Without being Karajan or Matačić, and despite the difficult conditions of conducting outdoors on a very hot night, Stefano Montanari conducted quite well the excellent orchestra of the Teatro dell'Opera, in the hard balance between irony and melancholy, between joy and languor. The choir directed by Roberto Gabbiani was good.

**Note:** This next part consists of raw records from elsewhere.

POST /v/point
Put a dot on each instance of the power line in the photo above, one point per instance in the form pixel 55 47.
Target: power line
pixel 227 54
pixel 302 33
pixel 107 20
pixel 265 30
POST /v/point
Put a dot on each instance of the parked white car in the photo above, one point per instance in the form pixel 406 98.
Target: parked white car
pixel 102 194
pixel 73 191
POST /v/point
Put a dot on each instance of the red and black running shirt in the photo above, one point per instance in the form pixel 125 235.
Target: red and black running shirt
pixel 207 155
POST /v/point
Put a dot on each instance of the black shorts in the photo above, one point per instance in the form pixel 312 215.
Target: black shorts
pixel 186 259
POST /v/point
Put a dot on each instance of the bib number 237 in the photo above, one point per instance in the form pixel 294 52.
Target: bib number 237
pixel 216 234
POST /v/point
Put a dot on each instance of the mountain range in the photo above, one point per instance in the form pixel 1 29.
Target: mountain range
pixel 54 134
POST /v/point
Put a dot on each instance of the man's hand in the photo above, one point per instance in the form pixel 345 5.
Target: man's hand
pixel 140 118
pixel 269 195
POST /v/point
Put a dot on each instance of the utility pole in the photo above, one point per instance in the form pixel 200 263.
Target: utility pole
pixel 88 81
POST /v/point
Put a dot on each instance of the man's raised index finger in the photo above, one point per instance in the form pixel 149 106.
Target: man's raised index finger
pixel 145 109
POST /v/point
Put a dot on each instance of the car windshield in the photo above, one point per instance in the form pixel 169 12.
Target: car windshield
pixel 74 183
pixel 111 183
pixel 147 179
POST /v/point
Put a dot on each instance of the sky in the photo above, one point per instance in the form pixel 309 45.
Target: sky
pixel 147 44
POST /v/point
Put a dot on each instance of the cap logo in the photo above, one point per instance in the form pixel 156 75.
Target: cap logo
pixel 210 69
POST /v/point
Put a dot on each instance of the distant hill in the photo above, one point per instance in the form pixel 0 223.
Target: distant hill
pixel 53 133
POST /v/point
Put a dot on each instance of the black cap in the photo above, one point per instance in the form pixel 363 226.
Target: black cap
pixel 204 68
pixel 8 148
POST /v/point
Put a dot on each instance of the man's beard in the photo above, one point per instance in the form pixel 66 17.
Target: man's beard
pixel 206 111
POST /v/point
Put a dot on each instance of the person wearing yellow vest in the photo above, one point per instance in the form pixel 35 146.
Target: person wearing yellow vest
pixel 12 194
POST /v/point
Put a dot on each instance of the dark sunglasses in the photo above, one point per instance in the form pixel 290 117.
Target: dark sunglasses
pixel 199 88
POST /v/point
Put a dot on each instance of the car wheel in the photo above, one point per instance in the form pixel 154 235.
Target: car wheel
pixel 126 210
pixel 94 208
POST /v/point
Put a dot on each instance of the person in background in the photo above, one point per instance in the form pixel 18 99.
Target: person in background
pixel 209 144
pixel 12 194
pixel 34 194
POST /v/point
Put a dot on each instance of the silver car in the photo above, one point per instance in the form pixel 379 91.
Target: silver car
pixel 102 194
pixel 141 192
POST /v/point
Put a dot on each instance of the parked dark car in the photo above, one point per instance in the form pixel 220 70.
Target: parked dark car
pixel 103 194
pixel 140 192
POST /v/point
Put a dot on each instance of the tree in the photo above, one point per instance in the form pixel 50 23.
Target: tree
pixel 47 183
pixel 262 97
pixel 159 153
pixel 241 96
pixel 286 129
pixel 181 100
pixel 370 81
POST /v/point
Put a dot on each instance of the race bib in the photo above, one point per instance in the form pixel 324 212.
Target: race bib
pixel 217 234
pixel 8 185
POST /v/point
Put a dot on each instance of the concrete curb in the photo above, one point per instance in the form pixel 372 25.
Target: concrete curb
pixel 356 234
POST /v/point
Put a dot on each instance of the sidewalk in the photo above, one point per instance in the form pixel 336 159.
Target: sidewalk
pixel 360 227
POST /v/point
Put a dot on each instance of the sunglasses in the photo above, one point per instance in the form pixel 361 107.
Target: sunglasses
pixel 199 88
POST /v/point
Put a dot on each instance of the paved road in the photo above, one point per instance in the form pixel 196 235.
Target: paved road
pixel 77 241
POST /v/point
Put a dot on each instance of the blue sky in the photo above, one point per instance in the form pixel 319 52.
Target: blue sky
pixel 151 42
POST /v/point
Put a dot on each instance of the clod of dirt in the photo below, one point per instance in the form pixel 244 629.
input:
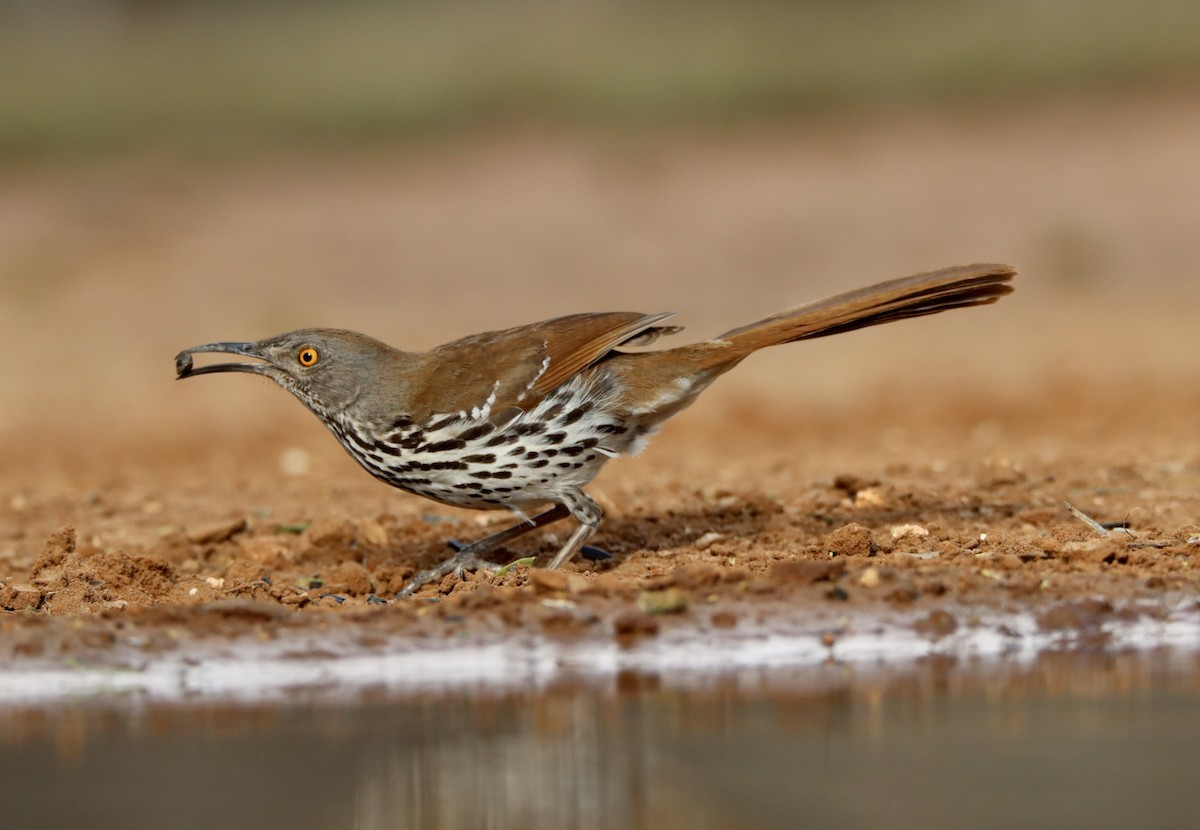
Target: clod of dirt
pixel 547 582
pixel 21 597
pixel 807 571
pixel 217 533
pixel 851 540
pixel 725 619
pixel 852 485
pixel 633 625
pixel 670 601
pixel 348 578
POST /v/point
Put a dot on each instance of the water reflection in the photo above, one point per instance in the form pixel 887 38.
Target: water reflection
pixel 1068 740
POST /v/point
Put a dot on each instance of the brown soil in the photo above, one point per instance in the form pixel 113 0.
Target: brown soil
pixel 921 467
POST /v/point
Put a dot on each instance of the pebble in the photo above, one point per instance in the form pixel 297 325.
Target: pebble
pixel 295 461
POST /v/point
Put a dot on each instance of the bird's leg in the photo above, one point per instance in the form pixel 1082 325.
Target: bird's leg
pixel 588 513
pixel 471 557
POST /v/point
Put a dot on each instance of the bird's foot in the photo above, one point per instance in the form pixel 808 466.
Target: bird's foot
pixel 465 559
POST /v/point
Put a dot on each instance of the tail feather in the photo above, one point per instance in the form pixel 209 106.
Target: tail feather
pixel 885 302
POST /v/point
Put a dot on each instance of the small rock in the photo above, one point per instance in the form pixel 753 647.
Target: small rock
pixel 725 619
pixel 851 540
pixel 375 534
pixel 871 497
pixel 631 625
pixel 547 582
pixel 907 530
pixel 295 461
pixel 670 601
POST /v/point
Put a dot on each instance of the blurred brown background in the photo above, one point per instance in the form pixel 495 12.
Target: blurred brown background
pixel 175 173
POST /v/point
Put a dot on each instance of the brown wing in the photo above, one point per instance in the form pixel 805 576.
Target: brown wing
pixel 516 367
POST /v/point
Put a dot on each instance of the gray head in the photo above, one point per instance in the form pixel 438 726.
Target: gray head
pixel 328 370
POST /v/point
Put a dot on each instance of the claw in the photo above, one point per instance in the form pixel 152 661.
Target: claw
pixel 465 559
pixel 592 553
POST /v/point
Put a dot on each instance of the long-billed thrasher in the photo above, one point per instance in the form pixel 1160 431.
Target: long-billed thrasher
pixel 527 416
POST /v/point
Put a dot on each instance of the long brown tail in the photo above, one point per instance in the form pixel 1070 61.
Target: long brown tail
pixel 895 300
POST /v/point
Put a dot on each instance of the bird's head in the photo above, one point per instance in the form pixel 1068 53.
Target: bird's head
pixel 328 370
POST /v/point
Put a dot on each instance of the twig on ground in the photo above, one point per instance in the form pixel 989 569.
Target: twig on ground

The high level cast included Nadja Mchantaf (Hanna Glawari), Markus Werba (Danilo Danilowitsch), Andrea Concetti (Mirko Zeta), Hasmik Torosyan (Valencienne), Juan Francisco Gatell (Camille de Rossillon), Marcello Nardis (Raoul De St Brioche), Simon Schnorr (Vicomte Cascada), Roberto Accurso (Bogdanowitsch), Roberto Maietta (Kromow) and Alessio Verna (Pritschitsch).

Markus Werba as Danilo in 'The Merry Widow' at the Circus Maximus in Rome. Photo © 2020 Yasuko Kageyama
Markus Werba as Danilo in The Merry Widow at the Circus Maximus in Rome. Photo © 2020 Yasuko Kageyama

Alongside them are the young talents of Fabbrica: Sara Rocchi (Praskowia), Marianna Mappa (Sylviane) and Angela Schisano (Olga). Finally, the artists of the Rome Opera Choir who give voice to the Grisettes: AgnieszkaJadwiga, Emanuela Luchetti, Claudia Farneti, Stefania Rosai, Silvia Pasini and Marzia Zanonzini.

It is worth dwelling on the two leading couples. It is difficult to find an 'absolute' soprano (able to switch easily from lyrical to dramatic tone) and a baritone of agility who can sing, act and dance like Nadja Mchantaf and Markus Werba. Nadja Mchantaf was in the cast of the 2019 production too.

Nadja Mchantaf as Hanna Glawari in 'The Merry Widow' at the Circus Maximus in Rome. Photo © 2020 Yasuko Kageyama
Nadja Mchantaf as Hanna Glawari in The Merry Widow at the Circus Maximus in Rome. Photo © 2020 Yasuko Kageyama

It is also difficult to find a lyrical soprano and a tenor of agility that can also sing, act and dance as Hasmik Torosyan and Juan Francisco Gatell. There was perfect musical and stage action.

Nadja Mchantaf as Hanna Glawari in 'The Merry Widow' at the Circus Maximus in Rome. Photo © 2020 Yasuko Kageyama
Nadja Mchantaf as Hanna Glawari in The Merry Widow at the Circus Maximus in Rome. Photo © 2020 Yasuko Kageyama

At the 31 July 2020 premiere, the 1,400 seat theatre was not full: probably some potential audience members were turned away by the original language and the 'concert version'. The ten minutes of sincere applause can be an invitation for other scheduled performances by word of mouth.